First, one must know men; second, one must love men; third, one must know The Way; in order to lead, for one can lead only over a road which is mapped by one's own experience. The love of men comes (1) from knowing men where they are —their problems and their possibilities; and (2) from loving our Lord and knowing Him sufficiently to be able to see His image in every man one meets. The Way one learns (1) by tradition; (2) by authority; (3) by the recorded experience of

other men; but most effectively and only in any realized sense, by having travelled it oneself. I know The Way a little by experience; much, by the first three means. I love our dear Lord, but up to date I have not known Him well enough to be able to see His image in every man I meet. I do not yet love men because I do not yet know men.

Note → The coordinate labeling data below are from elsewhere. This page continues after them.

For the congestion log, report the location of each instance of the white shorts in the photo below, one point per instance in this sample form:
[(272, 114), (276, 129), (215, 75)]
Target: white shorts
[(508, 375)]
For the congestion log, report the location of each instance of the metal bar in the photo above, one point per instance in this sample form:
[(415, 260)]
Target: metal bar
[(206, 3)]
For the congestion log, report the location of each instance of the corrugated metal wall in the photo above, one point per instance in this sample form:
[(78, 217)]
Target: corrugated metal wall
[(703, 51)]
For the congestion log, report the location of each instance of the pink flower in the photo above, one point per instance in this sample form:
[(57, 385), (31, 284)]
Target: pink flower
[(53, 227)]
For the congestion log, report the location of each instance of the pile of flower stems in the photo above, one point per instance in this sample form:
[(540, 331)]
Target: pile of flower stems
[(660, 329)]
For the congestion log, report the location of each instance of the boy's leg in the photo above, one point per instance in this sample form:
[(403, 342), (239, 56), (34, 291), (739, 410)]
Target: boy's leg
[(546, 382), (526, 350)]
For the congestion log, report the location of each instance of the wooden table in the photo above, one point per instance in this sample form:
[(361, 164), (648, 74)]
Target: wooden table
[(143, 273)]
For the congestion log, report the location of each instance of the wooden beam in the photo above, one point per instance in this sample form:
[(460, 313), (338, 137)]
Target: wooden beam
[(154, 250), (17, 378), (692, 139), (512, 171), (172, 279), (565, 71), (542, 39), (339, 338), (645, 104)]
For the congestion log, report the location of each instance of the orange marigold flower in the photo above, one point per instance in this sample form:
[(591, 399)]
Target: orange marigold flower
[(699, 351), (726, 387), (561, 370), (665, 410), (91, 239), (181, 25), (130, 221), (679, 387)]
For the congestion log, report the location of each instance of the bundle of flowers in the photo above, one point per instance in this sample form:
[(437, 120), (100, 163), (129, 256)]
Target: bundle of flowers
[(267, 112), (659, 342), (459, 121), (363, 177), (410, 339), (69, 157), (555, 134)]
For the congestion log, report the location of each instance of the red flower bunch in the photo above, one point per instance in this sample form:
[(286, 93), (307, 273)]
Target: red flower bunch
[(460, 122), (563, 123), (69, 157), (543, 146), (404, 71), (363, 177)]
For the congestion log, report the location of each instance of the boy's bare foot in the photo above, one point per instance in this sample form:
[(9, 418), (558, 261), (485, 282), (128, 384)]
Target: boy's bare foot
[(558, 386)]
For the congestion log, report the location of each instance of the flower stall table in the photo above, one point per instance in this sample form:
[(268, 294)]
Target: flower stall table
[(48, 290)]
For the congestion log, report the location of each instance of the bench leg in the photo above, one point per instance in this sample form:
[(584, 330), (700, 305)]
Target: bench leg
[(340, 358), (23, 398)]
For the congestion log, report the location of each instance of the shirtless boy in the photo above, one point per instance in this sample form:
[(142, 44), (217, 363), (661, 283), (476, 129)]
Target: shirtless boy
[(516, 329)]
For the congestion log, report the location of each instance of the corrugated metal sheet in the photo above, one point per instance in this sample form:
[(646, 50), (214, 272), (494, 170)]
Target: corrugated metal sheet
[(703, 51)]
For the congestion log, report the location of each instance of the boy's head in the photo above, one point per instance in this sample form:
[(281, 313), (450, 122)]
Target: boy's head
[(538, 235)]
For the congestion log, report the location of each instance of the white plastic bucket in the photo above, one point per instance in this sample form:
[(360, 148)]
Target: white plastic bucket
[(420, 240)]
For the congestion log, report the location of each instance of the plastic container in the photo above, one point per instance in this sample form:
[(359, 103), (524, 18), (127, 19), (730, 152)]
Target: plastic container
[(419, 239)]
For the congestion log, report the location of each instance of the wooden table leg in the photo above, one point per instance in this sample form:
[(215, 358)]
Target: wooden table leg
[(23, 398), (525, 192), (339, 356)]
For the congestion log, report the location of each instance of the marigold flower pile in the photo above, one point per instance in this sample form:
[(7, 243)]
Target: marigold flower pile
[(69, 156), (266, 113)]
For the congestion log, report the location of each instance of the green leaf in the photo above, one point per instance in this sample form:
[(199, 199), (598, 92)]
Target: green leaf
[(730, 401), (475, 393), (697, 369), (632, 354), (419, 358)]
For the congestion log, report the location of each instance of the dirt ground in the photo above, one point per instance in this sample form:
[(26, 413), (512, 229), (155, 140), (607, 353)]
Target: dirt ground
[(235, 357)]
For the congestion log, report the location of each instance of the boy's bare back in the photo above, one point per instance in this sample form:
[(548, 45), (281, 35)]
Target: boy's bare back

So instead of ending, my apprenticeship is just begun. But the task is clear, and please God, I shall launch into it with enthusiasm. Perhaps my Priesthood may go into abeyance again for a little while; probably, however, God will give me priestly opportunities that I never dreamed of. That is in His hands. What does matter is that by His help and counsel and encouragement, and by your prayers I am going to know men and love them before the War is over. I am going to seek now one of two positions for that purpose, (1) a little hut, where I shall be alone with a group of men wholly responsible for the whole service for them, or a subordinate position in a big hut, or (2) work with the troops in the trenches. I will leave it to the judgment of Mr. C and Mr. G. as to which will give me my best opportunity to know and love men.

My pencil has run down to a stub of wood; it is beginning to get too dark to see. Let me say good-by and thank you for being so patient through the meanderings of this letter. My only excuse for it is that it has been the guiding thread out of "the labyrinthine ways of mine soul."

The real front this time

A night of serving hot coffee and fresh water to hundreds of incoming men on this new American front. The second night on the kitchen shift, we cooked the stuff in the kitchen of the foyer and rushed it in a forch camion to our tables in the station shed where it was served. Just at dawn we looked out to where, over the horizon, the flickers like heat-lightning and the rolling thunder denoted the drum-fire barrage of a trench raid. It lasted just a short time and then, as it suddenly ceased, we knew that the nettoyers were busy cleaning up the captured bit of boche trench! Tomorrow I am to take the field,-my opportunity is coming,as the terms on which I was sent here are thoroughly understood. Will you not pray for me that I may be of some real use to these dear men of ours?